Dela Rosa, 64 ans, était l’ancien chef de la police de Rodrigo Duterte, président de 2016 à 2022. Duterte a été arrêté en mars de l’année dernière sur la base d’un mandat d’arrêt de la CPI pour des accusations criminelles contre lui en relation avec la guerre meurtrière contre la drogue qu’il a lancée, et il est actuellement jugé à La Haye.
Dans un jugement rendu lundi, la CPI a accusé Dela Rosa de crimes contre l’humanité pour avoir tué « pas moins de 32 personnes » entre juillet 2016 et fin avril 2018, alors qu’il dirigeait la police nationale sous Duterte et intensifiait son bain de sang.
Dela Rosa et Duterte ont déjà pris leurs distances quant à l’approbation des exécutions extrajudiciaires, même si l’ancien président a menacé de tuer des suspects liés à la drogue au cours de son mandat.
Les problèmes juridiques de Dela Rosa surviennent dans un contexte de tensions politiques accrues entre les familles Duterte et Marcos. La vice-présidente Sara Duterte, la fille de l’ancien président, a critiqué Marcos pour ce qu’elle a qualifié de « kidnapping » et d’extradition de son père vers un tribunal étranger.
Les débats mettent en lumière les profondes divisions qui tourmentent depuis longtemps les démocraties asiatiques.
Lundi, Sara Duterte a été destituée par la Chambre des représentants, la chef des alliés de Marcos, pour richesses non déclarées, abus de fonds gouvernementaux et menaces publiques de tuer Marcos, sa femme et le président de la Chambre s’il mourait dans leur guerre.
Il a nié tout acte répréhensible mais a refusé de répondre à des allégations spécifiques.
Le Sénat se réunira lundi matin devant le tribunal de mise en accusation pour préparer le procès du vice-président, a déclaré Cayetano.

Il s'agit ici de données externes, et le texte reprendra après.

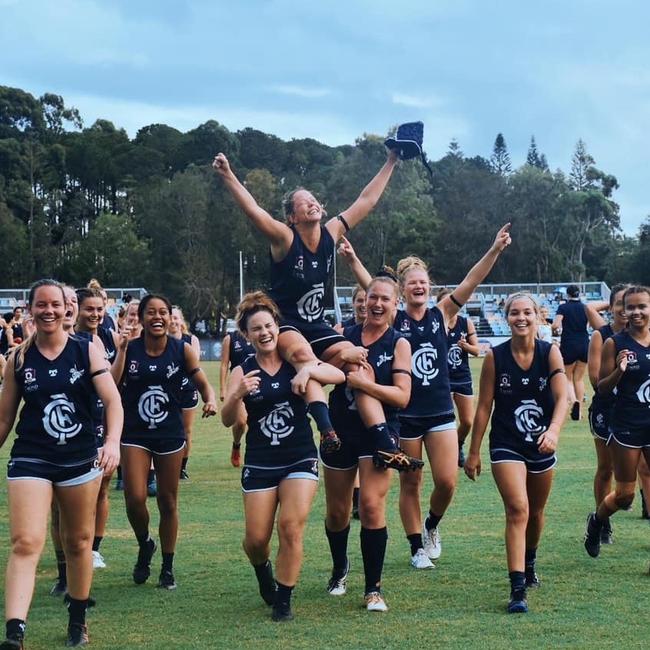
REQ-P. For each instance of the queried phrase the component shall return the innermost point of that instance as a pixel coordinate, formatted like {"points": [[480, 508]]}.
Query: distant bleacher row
{"points": [[485, 306]]}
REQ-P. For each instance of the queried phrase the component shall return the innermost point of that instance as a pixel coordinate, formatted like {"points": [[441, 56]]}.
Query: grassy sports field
{"points": [[582, 602]]}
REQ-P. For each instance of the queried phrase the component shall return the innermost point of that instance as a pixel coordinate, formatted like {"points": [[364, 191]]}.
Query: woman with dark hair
{"points": [[385, 359], [280, 473], [302, 263], [601, 405], [571, 320], [150, 371], [54, 455], [523, 386], [625, 369]]}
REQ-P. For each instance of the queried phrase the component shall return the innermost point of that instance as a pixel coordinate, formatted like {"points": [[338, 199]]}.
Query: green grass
{"points": [[582, 602]]}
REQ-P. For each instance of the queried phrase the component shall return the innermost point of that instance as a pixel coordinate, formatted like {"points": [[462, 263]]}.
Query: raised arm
{"points": [[476, 275], [366, 201], [346, 251], [481, 417], [278, 234]]}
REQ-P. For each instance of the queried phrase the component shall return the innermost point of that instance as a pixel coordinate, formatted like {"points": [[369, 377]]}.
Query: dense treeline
{"points": [[78, 201]]}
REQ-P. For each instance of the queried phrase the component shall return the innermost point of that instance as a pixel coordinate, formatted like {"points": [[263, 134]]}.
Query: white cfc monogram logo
{"points": [[276, 424], [526, 418], [310, 306], [150, 406], [58, 419], [424, 363]]}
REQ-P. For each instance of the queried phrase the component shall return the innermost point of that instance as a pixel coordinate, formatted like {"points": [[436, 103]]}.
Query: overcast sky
{"points": [[333, 70]]}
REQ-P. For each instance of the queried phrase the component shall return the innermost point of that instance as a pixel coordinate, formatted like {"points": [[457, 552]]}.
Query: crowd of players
{"points": [[96, 394]]}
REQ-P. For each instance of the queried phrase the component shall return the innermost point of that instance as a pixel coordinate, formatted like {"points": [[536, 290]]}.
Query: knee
{"points": [[517, 513]]}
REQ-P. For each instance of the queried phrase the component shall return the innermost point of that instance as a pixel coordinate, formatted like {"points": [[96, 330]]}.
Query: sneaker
{"points": [[166, 580], [421, 560], [142, 568], [329, 442], [338, 586], [77, 635], [431, 541], [59, 588], [606, 536], [98, 560], [461, 455], [518, 603], [592, 535], [396, 459], [532, 579], [235, 455], [375, 602], [11, 644], [281, 613], [266, 583]]}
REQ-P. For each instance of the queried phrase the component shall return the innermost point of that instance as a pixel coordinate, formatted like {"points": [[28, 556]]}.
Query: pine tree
{"points": [[500, 159]]}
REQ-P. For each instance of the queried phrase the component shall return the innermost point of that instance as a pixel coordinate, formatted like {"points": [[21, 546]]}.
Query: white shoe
{"points": [[338, 586], [98, 560], [375, 602], [431, 542], [421, 560]]}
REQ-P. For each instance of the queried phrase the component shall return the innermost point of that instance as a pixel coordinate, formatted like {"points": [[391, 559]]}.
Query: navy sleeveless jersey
{"points": [[603, 402], [151, 390], [55, 424], [279, 433], [298, 282], [631, 408], [240, 349], [381, 354], [574, 322], [457, 358], [523, 400], [106, 337], [430, 391]]}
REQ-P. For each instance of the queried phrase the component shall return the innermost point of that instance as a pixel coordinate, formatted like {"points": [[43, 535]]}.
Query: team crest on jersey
{"points": [[277, 424], [76, 374], [424, 363], [151, 406], [643, 394], [383, 358], [58, 419], [310, 306], [527, 416], [455, 356]]}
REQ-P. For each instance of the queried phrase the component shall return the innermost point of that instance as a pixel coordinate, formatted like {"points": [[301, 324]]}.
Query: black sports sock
{"points": [[338, 541], [61, 565], [15, 629], [373, 551], [321, 415], [282, 595], [77, 610], [415, 540], [168, 561], [381, 438], [432, 520], [531, 556]]}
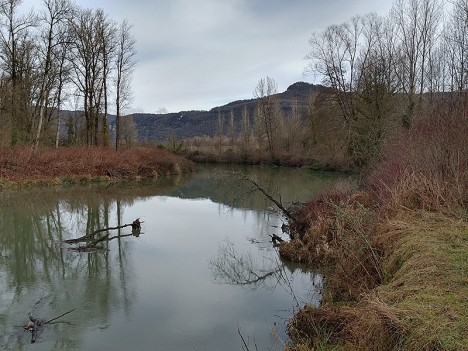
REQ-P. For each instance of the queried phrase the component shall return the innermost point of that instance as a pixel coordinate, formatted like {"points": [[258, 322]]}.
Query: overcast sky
{"points": [[198, 54]]}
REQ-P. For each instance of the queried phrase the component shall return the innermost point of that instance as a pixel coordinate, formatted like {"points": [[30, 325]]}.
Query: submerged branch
{"points": [[136, 225]]}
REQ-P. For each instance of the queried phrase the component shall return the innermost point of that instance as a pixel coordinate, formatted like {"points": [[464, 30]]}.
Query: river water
{"points": [[201, 274]]}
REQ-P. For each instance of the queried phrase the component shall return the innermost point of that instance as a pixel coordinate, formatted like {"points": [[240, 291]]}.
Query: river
{"points": [[201, 274]]}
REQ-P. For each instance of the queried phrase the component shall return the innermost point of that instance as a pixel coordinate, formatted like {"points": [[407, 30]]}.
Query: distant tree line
{"points": [[382, 73], [62, 53]]}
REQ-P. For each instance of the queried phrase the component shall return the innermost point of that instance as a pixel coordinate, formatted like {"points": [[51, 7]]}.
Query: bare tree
{"points": [[85, 60], [125, 63], [17, 45], [417, 23], [267, 113], [56, 13]]}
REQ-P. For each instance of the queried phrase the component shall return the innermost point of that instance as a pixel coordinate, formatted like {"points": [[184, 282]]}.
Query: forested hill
{"points": [[187, 124]]}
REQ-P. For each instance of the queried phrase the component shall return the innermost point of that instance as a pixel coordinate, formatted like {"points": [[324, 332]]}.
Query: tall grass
{"points": [[394, 268], [426, 167], [21, 163]]}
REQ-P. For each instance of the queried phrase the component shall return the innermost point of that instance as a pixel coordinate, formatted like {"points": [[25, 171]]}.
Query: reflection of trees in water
{"points": [[34, 263], [268, 272]]}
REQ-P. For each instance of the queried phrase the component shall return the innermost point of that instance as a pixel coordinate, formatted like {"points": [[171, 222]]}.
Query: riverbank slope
{"points": [[23, 166], [395, 255]]}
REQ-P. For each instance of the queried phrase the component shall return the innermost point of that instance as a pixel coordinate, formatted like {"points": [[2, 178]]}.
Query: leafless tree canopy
{"points": [[61, 53]]}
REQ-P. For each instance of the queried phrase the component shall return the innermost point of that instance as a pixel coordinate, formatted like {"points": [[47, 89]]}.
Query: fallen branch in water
{"points": [[136, 225]]}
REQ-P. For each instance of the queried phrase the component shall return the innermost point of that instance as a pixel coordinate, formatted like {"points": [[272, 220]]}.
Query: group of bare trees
{"points": [[379, 67], [59, 53]]}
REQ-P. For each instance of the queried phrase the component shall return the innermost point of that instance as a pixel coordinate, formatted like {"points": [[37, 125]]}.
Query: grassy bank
{"points": [[404, 287], [395, 255], [47, 166]]}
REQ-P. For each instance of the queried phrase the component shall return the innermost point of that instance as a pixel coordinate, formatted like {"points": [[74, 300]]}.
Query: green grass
{"points": [[431, 287]]}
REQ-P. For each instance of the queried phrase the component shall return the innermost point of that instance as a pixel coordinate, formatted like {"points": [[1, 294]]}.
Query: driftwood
{"points": [[136, 225], [35, 323], [91, 240], [276, 239]]}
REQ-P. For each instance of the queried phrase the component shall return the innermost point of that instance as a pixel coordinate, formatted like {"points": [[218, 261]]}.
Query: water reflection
{"points": [[160, 282]]}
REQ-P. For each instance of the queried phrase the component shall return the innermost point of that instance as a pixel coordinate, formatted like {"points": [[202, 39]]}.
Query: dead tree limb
{"points": [[35, 323], [136, 224], [278, 204]]}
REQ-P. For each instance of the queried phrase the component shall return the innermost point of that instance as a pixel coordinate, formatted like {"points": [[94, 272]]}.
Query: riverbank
{"points": [[395, 255], [82, 165], [400, 286]]}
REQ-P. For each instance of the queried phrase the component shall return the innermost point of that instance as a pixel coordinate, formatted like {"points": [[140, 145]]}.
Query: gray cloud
{"points": [[197, 54]]}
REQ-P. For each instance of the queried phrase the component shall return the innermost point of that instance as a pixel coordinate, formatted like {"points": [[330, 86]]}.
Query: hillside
{"points": [[187, 124]]}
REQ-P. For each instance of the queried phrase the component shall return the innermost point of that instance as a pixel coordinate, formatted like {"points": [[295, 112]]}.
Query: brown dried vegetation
{"points": [[394, 257], [22, 165]]}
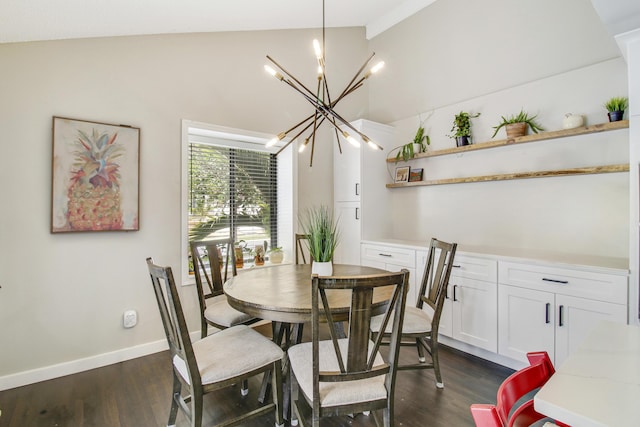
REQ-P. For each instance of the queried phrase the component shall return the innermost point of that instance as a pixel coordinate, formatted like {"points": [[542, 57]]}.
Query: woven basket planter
{"points": [[515, 130]]}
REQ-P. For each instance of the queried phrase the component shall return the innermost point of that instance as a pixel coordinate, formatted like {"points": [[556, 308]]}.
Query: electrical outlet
{"points": [[130, 318]]}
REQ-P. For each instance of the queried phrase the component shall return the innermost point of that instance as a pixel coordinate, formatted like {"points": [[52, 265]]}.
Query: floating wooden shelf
{"points": [[602, 127], [518, 175]]}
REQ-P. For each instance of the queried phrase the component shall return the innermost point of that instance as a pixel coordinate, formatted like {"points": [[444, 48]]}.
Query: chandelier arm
{"points": [[297, 135], [291, 76], [347, 88], [338, 140]]}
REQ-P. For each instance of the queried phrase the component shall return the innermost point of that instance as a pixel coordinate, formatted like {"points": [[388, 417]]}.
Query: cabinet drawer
{"points": [[475, 268], [389, 255], [565, 281]]}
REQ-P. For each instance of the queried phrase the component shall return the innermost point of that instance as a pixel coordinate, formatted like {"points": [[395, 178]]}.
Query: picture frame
{"points": [[402, 174], [415, 174], [95, 176]]}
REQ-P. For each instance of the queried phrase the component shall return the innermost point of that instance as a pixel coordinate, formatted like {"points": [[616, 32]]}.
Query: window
{"points": [[231, 188]]}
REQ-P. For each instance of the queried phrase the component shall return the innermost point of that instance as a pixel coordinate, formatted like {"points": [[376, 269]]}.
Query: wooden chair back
{"points": [[213, 261], [358, 362], [433, 288], [175, 325], [302, 249]]}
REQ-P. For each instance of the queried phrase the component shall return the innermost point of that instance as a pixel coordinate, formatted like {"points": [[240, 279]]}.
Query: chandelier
{"points": [[321, 101]]}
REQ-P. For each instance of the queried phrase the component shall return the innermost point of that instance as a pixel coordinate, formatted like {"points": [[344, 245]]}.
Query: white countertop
{"points": [[599, 384], [610, 265]]}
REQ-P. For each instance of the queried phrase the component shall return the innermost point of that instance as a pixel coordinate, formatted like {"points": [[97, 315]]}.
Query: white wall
{"points": [[496, 57], [63, 295]]}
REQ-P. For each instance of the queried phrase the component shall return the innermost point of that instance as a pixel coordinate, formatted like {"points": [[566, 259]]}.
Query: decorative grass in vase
{"points": [[319, 224]]}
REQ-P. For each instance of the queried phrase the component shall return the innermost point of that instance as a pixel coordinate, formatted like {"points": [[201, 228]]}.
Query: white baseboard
{"points": [[483, 354], [60, 370]]}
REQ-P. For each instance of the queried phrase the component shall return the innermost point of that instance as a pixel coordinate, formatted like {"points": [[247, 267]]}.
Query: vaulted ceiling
{"points": [[31, 20]]}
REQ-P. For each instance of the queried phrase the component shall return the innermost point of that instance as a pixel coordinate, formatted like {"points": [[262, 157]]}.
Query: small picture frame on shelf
{"points": [[402, 174], [415, 174]]}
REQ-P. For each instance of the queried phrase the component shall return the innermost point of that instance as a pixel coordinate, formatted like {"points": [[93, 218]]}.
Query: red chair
{"points": [[516, 386]]}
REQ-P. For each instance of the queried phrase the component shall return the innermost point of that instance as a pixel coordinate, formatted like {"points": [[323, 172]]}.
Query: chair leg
{"points": [[175, 395], [294, 398], [196, 408], [421, 357], [277, 392], [436, 363], [203, 328]]}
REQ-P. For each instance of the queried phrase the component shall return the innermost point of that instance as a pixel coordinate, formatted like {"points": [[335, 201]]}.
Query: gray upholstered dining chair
{"points": [[213, 262], [214, 362], [341, 376], [421, 323]]}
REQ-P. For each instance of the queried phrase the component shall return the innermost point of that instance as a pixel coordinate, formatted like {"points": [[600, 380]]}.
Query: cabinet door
{"points": [[526, 322], [349, 220], [346, 173], [474, 310], [575, 317]]}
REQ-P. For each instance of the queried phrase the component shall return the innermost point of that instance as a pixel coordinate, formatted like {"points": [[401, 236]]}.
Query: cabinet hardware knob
{"points": [[561, 315], [564, 282], [548, 313]]}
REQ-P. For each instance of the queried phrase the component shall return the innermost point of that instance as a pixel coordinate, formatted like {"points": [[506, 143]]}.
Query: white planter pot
{"points": [[276, 257], [322, 268]]}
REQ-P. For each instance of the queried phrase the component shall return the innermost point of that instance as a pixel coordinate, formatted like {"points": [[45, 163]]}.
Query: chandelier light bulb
{"points": [[273, 72], [303, 146], [317, 49], [377, 67]]}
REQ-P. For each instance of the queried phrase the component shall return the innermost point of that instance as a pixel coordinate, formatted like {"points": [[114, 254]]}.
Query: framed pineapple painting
{"points": [[95, 176]]}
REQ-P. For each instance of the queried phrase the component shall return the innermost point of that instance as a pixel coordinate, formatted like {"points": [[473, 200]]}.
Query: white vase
{"points": [[276, 257], [322, 268]]}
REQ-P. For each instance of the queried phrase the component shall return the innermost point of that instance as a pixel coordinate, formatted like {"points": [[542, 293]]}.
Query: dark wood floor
{"points": [[137, 393]]}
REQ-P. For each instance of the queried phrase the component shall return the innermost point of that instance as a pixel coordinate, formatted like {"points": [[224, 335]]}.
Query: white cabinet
{"points": [[470, 309], [349, 222], [473, 301], [350, 182], [393, 258], [504, 307], [544, 307]]}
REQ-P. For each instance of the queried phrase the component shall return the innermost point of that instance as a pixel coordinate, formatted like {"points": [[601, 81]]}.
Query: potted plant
{"points": [[517, 125], [461, 129], [323, 235], [615, 107], [418, 145], [276, 255]]}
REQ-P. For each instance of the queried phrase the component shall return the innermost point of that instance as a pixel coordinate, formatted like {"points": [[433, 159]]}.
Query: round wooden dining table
{"points": [[282, 293]]}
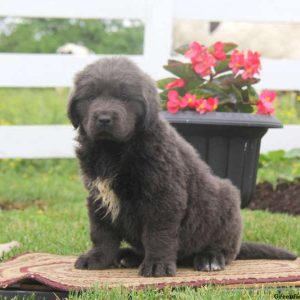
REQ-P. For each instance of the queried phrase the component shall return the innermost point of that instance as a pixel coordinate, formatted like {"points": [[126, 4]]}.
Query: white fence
{"points": [[54, 70]]}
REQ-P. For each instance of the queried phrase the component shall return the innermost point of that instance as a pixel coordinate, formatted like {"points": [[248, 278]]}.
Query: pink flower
{"points": [[237, 59], [174, 102], [208, 105], [265, 108], [218, 52], [251, 65], [194, 50], [267, 95], [190, 100], [265, 102], [175, 83]]}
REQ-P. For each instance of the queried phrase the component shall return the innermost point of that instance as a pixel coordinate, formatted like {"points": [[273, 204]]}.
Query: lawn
{"points": [[42, 204]]}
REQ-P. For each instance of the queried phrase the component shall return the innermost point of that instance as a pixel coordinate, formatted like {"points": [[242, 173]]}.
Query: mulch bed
{"points": [[285, 198]]}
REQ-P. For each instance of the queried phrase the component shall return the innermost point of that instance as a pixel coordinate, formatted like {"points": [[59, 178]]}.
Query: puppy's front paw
{"points": [[92, 261], [157, 269]]}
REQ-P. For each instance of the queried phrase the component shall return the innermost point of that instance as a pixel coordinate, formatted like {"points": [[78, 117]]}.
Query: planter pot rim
{"points": [[223, 118]]}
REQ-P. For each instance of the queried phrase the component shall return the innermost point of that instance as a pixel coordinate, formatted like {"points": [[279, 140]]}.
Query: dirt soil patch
{"points": [[285, 198]]}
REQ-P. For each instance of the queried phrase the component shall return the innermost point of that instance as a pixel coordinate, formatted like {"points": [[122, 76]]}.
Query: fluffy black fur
{"points": [[146, 184]]}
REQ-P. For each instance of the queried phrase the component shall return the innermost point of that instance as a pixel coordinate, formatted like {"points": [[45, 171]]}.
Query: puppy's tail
{"points": [[263, 251]]}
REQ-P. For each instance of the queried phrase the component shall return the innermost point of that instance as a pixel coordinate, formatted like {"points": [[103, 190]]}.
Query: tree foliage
{"points": [[46, 35]]}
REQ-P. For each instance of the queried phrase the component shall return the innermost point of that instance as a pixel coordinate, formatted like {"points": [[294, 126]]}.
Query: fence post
{"points": [[158, 33]]}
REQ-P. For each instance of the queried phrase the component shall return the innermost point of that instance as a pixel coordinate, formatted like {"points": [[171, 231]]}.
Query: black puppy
{"points": [[146, 184]]}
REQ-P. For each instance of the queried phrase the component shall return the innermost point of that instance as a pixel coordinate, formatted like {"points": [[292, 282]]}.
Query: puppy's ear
{"points": [[72, 110]]}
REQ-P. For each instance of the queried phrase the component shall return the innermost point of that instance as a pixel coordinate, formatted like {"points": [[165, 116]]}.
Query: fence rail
{"points": [[54, 70]]}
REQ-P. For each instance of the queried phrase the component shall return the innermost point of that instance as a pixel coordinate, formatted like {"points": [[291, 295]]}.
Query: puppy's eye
{"points": [[124, 97]]}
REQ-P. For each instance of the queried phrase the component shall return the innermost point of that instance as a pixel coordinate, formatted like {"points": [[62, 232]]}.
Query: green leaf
{"points": [[163, 82], [239, 82], [214, 90], [293, 153], [237, 93]]}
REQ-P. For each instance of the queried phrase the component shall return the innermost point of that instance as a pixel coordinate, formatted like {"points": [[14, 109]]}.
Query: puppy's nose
{"points": [[104, 120]]}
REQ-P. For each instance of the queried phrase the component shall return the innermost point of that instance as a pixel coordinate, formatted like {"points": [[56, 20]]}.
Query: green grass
{"points": [[54, 219], [33, 106], [279, 166]]}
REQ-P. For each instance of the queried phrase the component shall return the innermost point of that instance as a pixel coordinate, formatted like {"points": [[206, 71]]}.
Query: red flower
{"points": [[174, 102], [251, 65], [175, 83], [208, 105], [190, 100], [218, 52], [237, 59], [267, 95], [265, 107], [194, 50]]}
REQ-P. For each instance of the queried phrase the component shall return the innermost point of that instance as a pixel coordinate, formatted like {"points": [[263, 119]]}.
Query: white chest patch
{"points": [[108, 197]]}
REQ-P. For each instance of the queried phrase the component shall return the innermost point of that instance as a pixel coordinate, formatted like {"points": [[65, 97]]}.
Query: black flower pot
{"points": [[228, 142]]}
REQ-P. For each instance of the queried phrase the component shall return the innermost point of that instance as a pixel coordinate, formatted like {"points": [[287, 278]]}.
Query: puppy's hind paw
{"points": [[127, 258], [92, 261], [209, 261], [159, 269]]}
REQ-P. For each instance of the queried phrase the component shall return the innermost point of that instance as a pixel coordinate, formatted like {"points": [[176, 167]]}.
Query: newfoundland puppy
{"points": [[146, 184]]}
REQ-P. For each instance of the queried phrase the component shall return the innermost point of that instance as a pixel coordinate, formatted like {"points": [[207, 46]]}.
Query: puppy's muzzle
{"points": [[104, 120]]}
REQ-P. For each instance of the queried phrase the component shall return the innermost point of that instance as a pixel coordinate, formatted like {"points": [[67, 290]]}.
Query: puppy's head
{"points": [[112, 99]]}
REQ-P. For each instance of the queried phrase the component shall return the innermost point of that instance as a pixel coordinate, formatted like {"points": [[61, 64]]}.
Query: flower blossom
{"points": [[237, 59], [267, 95], [219, 52], [190, 100], [174, 102], [207, 105], [251, 65], [175, 83]]}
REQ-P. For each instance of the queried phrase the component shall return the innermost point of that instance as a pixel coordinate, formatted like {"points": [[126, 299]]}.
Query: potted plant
{"points": [[211, 102]]}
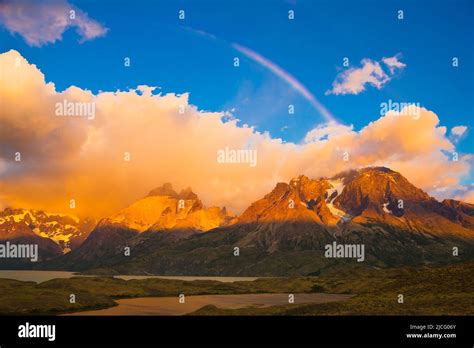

Cayetano, un ami proche de Rodrigo Duterte, a battu le président du Sénat lundi après avoir reçu le soutien de 13 des 24 sénateurs. Il a remporté la majorité derrière Dela Rosa, absent depuis des mois par crainte d’être arrêté, et a fait une apparition surprise au Sénat lundi, en arrivant dans la voiture de Cayetano.
Des responsables du Bureau national d’enquête ont tenté d’émettre un mandat d’arrêt de la CPI, mais dela Rosa a dévalé un escalier étroit jusqu’à la salle du Sénat et a demandé l’aide de ses collègues sénateurs, qui l’ont placé en détention.
Gomez écrit pour Associated Press. Le journaliste de l’AP, Joeal Calupitan, a contribué à ce rapport.